Watch the belly, one WVU pediatrician says.
That’s a good indicator to determine if your baby has RSV – opposed to a cold.
Right now, the respiratory syncytial virus better known by its three-letter abbreviation is wreaking havoc on emergency rooms and pediatric wards nationwide.
That includes WVU Medicine Children’s, where every bed was full last week.
RSV carries mild, cold-like symptoms: coughs, fever and a runny nose.
Under normal conditions, nearly all U.S. children will have had a bout with it by the age of 2.
Adults can come down with it and not even know it.
However, these aren’t necessarily normal conditions, in the sense of how illnesses are spread and immunity is layered.
Thank the pandemic and its shutdowns two years ago of daycare centers and schools for that. Cases of RSV dropped – dramatically even.
It started coming back in summer 2021.
And RSV, as a rule, is normally a fall and winter virus.
Symptoms, as said, usually are mild, but the virus also has a track record of being lethal, which isn’t helping, health experts say, given the country’s collectively low immunity.
RSV can typically lead to 58,000 hospitalizations a year for kids under the age of 5, and can cause up to 500 deaths a year in that group.
For those 65 and older, it can bring 177,000 hospital stays a year and up to 14,000 deaths yearly, among that population.
Which brings it back to the belly – and the new parents.
Your baby’s belly is going to heave if he’s having trouble breathing, says Dr. Lisa Costello, a WVU pediatrician.
His chest is going to cave and his nostrils are going to flare. He’s even going to grunt from the effort. If he can’t breathe, he can’t take a bottle.
Then, the pediatrician said, there’s no question.
“If children are having a hard time breathing,” Costello said, “they need to be seen by a healthcare provider.”
Reversing RSV?
If you aren’t up to date with flu or COVID-19 shots, it couldn’t hurt for you to be seen by someone either.
That’s because conditions may be right for a “tridemic” this fall – meaning that the flu, COVID and RSV could all hit their peaks at the same time.
Especially, health professionals say, when the weather gets colder and people begin to gather indoors.
“I’ve been practicing for over 30 years and I’ve never seen it so severe this soon,” said Dr. Kathy Moffett, WVU Medicine’s chair of infectious diseases.
While there’s no vaccine for RSV, rolling up your sleeve preventively for COVID and the flu could slow the curve on what many medical professionals are referring to as a crisis, she said.
Don’t be afraid to take your kid to the ER, she said, even if the waiting room is full.
“We can work your child in,” she said. “We can handle RSV.”
Common sense, clinically
Along that aforementioned heaving belly, there are other RSV indicators out there, Moffett said.

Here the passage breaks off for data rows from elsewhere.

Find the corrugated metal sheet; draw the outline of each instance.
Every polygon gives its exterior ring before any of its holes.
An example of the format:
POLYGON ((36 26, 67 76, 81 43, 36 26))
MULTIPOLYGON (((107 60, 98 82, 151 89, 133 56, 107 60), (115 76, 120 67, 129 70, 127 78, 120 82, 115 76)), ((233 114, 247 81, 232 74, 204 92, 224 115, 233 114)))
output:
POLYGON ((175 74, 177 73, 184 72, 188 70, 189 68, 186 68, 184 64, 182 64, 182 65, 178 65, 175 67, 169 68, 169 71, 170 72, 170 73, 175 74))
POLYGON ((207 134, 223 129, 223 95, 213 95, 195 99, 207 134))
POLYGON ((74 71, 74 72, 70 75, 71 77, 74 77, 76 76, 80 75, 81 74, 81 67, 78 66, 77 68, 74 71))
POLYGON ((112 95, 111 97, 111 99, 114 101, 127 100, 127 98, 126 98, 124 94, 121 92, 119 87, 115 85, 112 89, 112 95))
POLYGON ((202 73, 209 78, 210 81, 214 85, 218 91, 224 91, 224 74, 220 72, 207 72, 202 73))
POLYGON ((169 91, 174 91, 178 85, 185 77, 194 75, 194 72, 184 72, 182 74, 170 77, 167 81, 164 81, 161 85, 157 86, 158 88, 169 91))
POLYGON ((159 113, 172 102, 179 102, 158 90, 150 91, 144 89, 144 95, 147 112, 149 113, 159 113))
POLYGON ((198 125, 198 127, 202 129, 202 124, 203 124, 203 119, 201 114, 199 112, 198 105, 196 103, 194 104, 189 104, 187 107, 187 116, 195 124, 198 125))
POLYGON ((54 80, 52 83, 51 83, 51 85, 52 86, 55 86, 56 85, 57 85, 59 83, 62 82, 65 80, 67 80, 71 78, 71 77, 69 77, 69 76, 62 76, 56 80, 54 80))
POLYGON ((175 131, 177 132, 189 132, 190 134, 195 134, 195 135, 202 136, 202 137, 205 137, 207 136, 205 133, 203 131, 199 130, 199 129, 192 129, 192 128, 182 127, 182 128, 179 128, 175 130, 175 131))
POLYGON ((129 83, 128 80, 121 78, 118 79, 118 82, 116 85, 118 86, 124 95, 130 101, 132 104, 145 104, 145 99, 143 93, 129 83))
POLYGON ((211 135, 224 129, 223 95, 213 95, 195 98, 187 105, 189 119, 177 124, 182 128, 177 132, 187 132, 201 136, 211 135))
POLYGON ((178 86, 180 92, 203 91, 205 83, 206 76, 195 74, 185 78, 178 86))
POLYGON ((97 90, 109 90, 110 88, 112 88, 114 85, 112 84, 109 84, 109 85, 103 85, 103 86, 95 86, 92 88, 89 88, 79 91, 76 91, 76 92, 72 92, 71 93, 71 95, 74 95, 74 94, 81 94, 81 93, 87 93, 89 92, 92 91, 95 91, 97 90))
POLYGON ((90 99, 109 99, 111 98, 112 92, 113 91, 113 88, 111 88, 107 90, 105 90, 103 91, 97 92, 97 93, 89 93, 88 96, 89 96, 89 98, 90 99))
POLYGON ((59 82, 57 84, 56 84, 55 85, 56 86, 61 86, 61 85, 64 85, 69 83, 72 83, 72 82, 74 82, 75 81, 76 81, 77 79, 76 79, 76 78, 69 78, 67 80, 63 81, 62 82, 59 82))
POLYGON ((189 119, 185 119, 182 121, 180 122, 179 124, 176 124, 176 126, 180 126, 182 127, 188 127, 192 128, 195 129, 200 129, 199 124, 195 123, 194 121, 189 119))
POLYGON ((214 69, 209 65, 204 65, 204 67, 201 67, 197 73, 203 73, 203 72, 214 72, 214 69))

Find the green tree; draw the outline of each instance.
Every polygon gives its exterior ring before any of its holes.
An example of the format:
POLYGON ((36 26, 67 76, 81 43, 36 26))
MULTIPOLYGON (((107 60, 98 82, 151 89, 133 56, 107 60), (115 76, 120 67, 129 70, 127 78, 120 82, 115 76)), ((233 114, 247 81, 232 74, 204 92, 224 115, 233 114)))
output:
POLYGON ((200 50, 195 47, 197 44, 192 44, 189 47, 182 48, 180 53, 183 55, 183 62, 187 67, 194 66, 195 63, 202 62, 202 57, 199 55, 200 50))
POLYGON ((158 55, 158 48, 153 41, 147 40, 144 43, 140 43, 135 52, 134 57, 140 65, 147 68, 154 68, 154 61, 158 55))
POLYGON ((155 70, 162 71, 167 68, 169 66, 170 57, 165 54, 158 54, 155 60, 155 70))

Watch if your kid starts complaining of ear pain, she said.
Don’t assume a sore throat automatically means strep either, she added.
Especially watch the baby and the bottle, she reiterated, since nasal congestion is everything. Babies basically breath through their noses, and especially so during feeding.
For the adults in the room: If you’re sick, stay home for work, she said. If you’re sneezing and blowing your nose every 10 minutes, you’re infecting your co-workers, she said, even if you’re being careful.
Don’t visit your elderly great-aunt at the height of flu season. And you can see your cousin’s newborn after RSV and everything else calms down.
Don’t schedule playdates for your kid’s friends if he’s sick.